Desk-top audits revolve around documentation only, and do not require face to face audit measures such as meetings, and study area visits. These may be conducted within the RDU, reviewing existing research project documentation only, OR may also include a request from RDU to the PI to send additional project documentation for audit review. 

Full Audit

Occasionally, a full audit of a research project is undertaken. This involves the Research Governance Officer visiting the space where the study is being conducted and examining all of the study files, source data, and observing procedures in detail, such as randomisation and consenting process. This type of audit may be spread over several sessions if necessary. Researchers will be informed if a full audit is to take place with at least 6 weeks notice.

What are some common Internal Audit findings?
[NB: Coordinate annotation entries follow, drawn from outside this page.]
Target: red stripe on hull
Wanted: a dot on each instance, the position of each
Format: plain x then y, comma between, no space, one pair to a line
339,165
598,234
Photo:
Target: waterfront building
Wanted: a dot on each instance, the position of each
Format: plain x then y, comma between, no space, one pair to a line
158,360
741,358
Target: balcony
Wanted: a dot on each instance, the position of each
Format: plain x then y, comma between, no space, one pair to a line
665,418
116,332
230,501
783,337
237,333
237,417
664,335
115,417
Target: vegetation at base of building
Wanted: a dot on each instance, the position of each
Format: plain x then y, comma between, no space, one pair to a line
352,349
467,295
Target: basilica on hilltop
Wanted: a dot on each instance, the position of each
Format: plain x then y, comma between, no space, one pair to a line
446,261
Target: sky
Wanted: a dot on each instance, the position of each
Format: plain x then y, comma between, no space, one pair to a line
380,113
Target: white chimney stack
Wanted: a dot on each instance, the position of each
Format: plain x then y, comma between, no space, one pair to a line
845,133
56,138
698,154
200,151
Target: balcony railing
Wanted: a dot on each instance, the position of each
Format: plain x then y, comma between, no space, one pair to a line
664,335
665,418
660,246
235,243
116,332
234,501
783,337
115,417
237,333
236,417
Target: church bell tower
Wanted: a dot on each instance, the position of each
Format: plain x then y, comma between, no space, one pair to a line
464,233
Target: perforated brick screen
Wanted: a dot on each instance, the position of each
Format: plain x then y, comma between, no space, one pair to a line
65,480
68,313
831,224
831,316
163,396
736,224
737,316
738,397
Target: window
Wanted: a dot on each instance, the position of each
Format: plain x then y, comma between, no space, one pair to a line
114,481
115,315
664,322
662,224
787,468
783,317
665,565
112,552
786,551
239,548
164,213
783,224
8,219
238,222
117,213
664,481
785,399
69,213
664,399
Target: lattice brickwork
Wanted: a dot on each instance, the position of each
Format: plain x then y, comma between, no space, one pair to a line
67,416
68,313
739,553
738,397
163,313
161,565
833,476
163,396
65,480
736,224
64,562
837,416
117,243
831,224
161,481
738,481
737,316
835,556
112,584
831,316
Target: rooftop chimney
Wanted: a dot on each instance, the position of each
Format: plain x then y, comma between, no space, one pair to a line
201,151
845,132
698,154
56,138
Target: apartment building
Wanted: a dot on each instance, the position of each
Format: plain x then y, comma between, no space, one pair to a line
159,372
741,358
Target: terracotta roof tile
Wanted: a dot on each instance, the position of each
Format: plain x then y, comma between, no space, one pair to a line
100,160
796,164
  • Non-compliance with privacy and confidentiality requirements
  • Slow/Poor recruitment
  • Incomplete training and role delegation documentation
  • Inadequate notification of research participation in participants medical record
  • Inconsistencies with consent form completion
  • Changes to research methodology and recruitment process without seeking ethics approval

What happens after an Internal Audit?

The RDU will provide the Principal Investigator with an audit report following completion of an audit. This may occur within a meeting.

Principal Investigators will be notified in writing of any critical findings/risks that require immediate action within 1-2 days of completion of an audit.

The RDU provide guidance on appropriate responses to audit report findings, including CAPAs (Corrective and Preventative Action Plans). Critical findings may require the auditor to facilitate a Root Cause Analysis with the research team and the Quality and Safety Unit. 

Principal Investigators will be required to provide responses and CAPAs within 28 calendar days of receipt of the audit report.

Outstanding audit report responses and CAPAs, as well as unresolved findings, may lead to project suspension.

The RDU will issue an Audit Certificate when all findings are resolved.